Here are some the reasons I actually miss the gig every one in a while.

1. Having weekdays off. This is a big one. Because my colleagues took entry-level corporate jobs that mandated they be in an office all day, this limited their night life exclusively to the weekends. Most of you are probably thinking “Um, duh, that’s when everyone else goes out." HAH. That’s exactly the trouble that I, a service industry worker, got to avoid. On nights that I went out (especially in my city), I rarely found myself having to pay a cover or squeeze between bodies to find a bathroom. Bonus points here for “industry night” , which is really just like a huge party for waiters and bartenders…with discounted drinks.
2. Flexibility. No, I did not get paid vacations when I worked part-time. However, I never had to work on a day I absolutely didn’t want to. Every single time I requested time off (even if it were a ridiculously absurd amount of time, for a PERSONAL reason), I was granted my wish. Now take note: This might not be true of every restaurant, and a lot of this has to do with the rapport you have with your management. Usually this involves a trade. You might have to work during peak seasons like summer when your friends are in Cabo, but if your boss is cool, they will likely return the favor by giving you New Year’s Eve off. I loved having the freedom to be able to request time off two weeks before a vacation and go on a whim, rather than have it limited to weekends and select vacation days.
3. Short shifts. Okay, this one isn’t entirely true, because most of the time I worked doubles. This was mostly by choice. When I wasn’t bleeding into my nonslip flats**, however, I was usually in and out with 200 dollars in four-five hours on any given night. It seemed like a fair trade off to me , as that number usually doubled or even tripled on days with full, eight to ten hour shifts.
4. Money. I hate to mention this because I feel it is such a cliche to talk about how servers make decent money. We already know if you work in a decent, well-established place, your income is surprisingly steady. However, I needed to mention money here, because people assume that one night you’ll be pocketing Benjamins, and the next night you leave with ten dollars…Where I worked there was always comfortable range of tip-outs, and it never dipped to anything drastically low and unlivable at any point. Of course, I’m speaking as someone who was a server in a densely populated city, and this might not hold true for people in smaller communities. In my particular case, I was making more than my managers, more than my peers in entry-level jobs, and I felt significantly less stressed.
5. More time to focus on other passions. When I was a server I had much more time to pursue other interests I had in my life. In my opinion, this was the best possible sustain myself because it granted me the freedom to explore what I want to do, rather than rush headfirst into an entry-level job I might have unsettled feelings about. It was a position that granted me the freedom to be an individual without any expectation other than to be good at what I did.

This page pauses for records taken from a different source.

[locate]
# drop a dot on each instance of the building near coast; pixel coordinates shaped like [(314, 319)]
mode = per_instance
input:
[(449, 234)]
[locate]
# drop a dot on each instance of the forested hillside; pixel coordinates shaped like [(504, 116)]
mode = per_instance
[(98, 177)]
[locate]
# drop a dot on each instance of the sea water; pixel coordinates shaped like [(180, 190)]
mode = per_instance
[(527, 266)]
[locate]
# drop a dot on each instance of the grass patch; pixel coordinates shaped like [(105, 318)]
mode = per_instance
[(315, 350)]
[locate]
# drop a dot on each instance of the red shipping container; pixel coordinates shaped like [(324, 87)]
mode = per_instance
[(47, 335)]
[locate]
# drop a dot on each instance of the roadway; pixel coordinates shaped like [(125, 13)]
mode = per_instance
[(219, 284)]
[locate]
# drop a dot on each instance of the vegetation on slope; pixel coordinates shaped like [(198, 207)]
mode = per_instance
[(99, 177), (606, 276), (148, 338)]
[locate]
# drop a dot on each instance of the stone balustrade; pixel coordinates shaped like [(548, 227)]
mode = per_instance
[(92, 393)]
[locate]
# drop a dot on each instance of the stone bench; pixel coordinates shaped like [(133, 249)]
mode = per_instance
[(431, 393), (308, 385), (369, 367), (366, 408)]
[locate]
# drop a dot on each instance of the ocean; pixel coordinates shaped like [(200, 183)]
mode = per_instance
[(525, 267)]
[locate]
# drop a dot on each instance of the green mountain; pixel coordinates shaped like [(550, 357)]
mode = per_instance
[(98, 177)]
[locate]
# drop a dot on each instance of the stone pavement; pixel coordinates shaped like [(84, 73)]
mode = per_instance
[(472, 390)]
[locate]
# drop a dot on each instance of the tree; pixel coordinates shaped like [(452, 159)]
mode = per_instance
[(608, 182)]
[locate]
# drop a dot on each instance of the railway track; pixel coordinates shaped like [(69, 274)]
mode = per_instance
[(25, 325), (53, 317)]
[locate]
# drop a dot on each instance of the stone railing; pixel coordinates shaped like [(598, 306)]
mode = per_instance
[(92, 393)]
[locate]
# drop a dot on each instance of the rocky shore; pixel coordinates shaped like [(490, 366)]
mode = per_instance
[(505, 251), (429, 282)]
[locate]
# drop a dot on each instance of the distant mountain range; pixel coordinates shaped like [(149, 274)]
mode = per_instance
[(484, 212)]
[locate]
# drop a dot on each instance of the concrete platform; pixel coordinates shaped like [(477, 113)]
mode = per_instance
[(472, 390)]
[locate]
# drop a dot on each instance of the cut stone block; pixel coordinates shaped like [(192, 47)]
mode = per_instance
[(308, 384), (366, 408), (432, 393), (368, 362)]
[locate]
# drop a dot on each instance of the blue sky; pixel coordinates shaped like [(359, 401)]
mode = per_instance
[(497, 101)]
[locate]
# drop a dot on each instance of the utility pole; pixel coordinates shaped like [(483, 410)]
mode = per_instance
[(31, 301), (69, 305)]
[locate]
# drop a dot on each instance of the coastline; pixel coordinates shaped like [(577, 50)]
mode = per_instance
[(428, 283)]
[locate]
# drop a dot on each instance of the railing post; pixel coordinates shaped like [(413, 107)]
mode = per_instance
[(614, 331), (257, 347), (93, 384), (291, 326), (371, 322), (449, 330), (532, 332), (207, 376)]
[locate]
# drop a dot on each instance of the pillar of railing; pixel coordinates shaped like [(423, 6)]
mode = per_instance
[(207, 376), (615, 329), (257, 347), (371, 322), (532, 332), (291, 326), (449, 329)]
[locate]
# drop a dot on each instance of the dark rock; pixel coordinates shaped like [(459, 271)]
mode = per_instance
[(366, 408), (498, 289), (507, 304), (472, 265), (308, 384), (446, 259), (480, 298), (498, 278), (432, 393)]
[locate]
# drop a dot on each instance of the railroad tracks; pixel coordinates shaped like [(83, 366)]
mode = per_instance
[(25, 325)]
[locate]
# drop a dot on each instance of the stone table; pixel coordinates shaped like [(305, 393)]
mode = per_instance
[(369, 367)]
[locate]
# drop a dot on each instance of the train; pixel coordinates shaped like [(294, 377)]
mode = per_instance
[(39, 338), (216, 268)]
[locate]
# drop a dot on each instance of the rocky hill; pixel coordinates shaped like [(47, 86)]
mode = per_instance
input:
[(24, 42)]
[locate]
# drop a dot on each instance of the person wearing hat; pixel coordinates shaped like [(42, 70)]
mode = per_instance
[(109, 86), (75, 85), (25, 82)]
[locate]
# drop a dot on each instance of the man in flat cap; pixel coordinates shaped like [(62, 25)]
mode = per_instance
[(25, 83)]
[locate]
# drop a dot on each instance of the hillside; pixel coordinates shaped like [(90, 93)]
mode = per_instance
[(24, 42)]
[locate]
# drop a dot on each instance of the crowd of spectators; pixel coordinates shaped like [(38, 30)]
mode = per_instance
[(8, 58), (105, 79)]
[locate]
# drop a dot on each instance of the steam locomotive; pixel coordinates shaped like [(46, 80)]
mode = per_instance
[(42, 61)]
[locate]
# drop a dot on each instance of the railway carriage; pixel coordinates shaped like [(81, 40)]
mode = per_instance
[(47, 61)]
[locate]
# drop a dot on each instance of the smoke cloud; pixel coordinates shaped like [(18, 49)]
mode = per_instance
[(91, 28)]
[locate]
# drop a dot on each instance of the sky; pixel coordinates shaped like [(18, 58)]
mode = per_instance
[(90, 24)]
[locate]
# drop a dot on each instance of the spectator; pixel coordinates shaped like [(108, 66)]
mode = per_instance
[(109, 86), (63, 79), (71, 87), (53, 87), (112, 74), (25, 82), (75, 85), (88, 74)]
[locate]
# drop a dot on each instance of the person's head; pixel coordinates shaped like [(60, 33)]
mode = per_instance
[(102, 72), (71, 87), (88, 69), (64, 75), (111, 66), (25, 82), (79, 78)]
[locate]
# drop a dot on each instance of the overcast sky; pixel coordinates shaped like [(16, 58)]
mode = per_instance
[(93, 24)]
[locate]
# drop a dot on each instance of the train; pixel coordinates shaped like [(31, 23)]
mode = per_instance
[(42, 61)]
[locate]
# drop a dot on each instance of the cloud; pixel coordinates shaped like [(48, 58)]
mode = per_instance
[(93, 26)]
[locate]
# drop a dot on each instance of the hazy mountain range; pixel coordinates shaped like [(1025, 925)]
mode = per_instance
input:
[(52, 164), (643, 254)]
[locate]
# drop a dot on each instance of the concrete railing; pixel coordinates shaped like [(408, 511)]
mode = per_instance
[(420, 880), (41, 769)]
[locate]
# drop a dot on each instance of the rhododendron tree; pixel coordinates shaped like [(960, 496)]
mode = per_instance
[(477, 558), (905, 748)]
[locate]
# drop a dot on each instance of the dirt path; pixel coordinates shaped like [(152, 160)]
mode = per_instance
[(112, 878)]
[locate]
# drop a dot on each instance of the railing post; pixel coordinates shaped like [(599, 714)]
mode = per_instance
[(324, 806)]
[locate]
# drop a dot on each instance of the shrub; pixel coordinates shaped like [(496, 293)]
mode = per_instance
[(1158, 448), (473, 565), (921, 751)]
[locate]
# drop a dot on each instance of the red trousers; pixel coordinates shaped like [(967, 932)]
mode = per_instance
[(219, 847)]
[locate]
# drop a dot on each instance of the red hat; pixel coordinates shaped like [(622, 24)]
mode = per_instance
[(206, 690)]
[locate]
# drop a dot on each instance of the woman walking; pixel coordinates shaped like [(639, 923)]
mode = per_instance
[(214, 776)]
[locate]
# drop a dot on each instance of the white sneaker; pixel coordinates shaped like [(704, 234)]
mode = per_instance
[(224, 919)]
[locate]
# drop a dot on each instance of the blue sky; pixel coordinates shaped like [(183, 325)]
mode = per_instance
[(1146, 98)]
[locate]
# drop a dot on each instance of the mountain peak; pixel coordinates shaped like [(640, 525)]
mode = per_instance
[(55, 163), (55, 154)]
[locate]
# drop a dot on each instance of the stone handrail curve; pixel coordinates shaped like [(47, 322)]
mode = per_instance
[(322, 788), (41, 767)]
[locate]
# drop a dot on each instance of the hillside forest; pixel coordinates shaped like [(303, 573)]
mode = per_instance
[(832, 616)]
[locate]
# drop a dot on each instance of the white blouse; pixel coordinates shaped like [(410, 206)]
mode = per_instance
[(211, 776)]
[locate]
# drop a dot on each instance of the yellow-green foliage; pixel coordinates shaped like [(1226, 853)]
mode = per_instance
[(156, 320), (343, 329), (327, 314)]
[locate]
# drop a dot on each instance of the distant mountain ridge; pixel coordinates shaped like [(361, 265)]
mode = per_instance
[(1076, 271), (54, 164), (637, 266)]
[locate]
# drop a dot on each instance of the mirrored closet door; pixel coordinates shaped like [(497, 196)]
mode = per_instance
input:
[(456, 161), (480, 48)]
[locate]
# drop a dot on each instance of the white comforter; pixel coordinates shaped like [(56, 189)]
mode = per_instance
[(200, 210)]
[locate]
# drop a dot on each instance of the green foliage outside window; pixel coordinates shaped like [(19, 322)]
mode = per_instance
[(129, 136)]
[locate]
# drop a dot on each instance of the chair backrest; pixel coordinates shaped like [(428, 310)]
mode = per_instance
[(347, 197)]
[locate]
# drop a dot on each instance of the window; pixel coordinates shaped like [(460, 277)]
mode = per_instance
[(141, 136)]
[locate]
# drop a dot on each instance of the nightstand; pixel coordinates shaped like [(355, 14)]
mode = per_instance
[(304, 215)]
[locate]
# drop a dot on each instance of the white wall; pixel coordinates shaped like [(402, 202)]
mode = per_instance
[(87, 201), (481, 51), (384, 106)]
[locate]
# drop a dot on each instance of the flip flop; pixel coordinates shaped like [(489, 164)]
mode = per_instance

**Lady waitresses/bartenders, please don’t try to be cute by buying abhorrent, rubber Mary Janes. They are ineffective for both fashion and function.

In any case, I want to acknowledge that this list is as someone who was lucky enough to work at a popular restaurant in a large city, and that I cannot speak on behalf of someone who works in a small town cafe. However, I believe the above is true for quite a bit of service industry workers, who are frequently told their jobs are beneath those of their peers.

I am grateful for the time I had as a server, because of how much I learned about myself. I made a 360-degree diversion from what my college degree predicted I would do in order to pursue my creative passions. None of this would have happened had I not decided to reject an entry-level desk job and take up my part-time waitress gig. It was the best decision I’ve ever made.

So if you find yourself at a point where you are unsure of what you want out of life, but maybe want to develop your social skills in an environment that demands hard work and plenty of optimism? Head down to your local gastropub, tiki bar, or brunch restaurant and make your way into the exclusive club known as “the industry." Just remember while you’re down there, don’t forget to leave a tip.